Dr. Thomas Lane Butts: Watch Your Words - An Encouraging Word
For many years the Reader's Digest has featured a section designed to test and improve your vocabulary. The name of that popular article has changed from "It Pays to Enrich Your Word Power" to "Word Power" but the feature section has persisted through the years because people instinctively recognize that there is power in words.
When what we do and how we look and how we spend our time and money is consistent with our words, then our words are authoritative, persuasive and powerful.
The power to use words with pen or tongue has great potential for good or evil. Some words are like a dagger that stabs and wounds; and some words soothe and heal like the Balm of Gilead. You do not have to listen to a person, or read their works, for very long before you sense the flavor of their words and their worlds.
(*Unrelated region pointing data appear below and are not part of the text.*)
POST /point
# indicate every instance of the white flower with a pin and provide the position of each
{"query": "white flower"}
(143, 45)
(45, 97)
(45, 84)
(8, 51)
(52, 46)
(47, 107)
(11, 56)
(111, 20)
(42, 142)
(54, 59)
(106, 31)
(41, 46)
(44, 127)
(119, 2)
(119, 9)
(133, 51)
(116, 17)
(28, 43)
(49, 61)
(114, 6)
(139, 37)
How many times have you started the day muttering words such as: "This is going to be one of those days. I will probably have a flat tire on the way to work. Nobody is going to buy what I am selling. It is just my luck!" By the time you meet the first person after you leave home, you have so conditioned yourself to fail that you would reject success if it looked you in the face. Can you hear the damage your words are doing to you? Would you accept these words, aimed at you, by someone else? I am appalled at what damage I see people do to themselves with their words.
In addition to the damage we may do to ourselves with words, we are constantly exposed to negative people who either thoughtlessly or intentionally lay some negative word on us. We need to remember that we do not have to accept their negative world as our own. There is no reason why we should allow our day or our lives to be defined by words that have been bled dry of faith and hope, or words that have had all the love wrung out of them.
General Robert E. Lee had a general who never ceased to criticizing and speaking ill of him. One day at a high level staff meeting General Lee was asked to give an evaluation of that general to President Jefferson Davis. Lee praised the general as one of the most capable men in the Confederate Army. After the meeting one of Lee's aids pulled him aside and said: "General Lee, how could you give such a commendation of that man? Surely you must know how often and unfairly he has spoken ill of you!" "Yes" said General Lee, "I know what he has said of me, but the President asked for my opinion of him, not his opinion of me".
Watch your words! Words are powerful, and often say more about the speaker than the situations or persons they describe.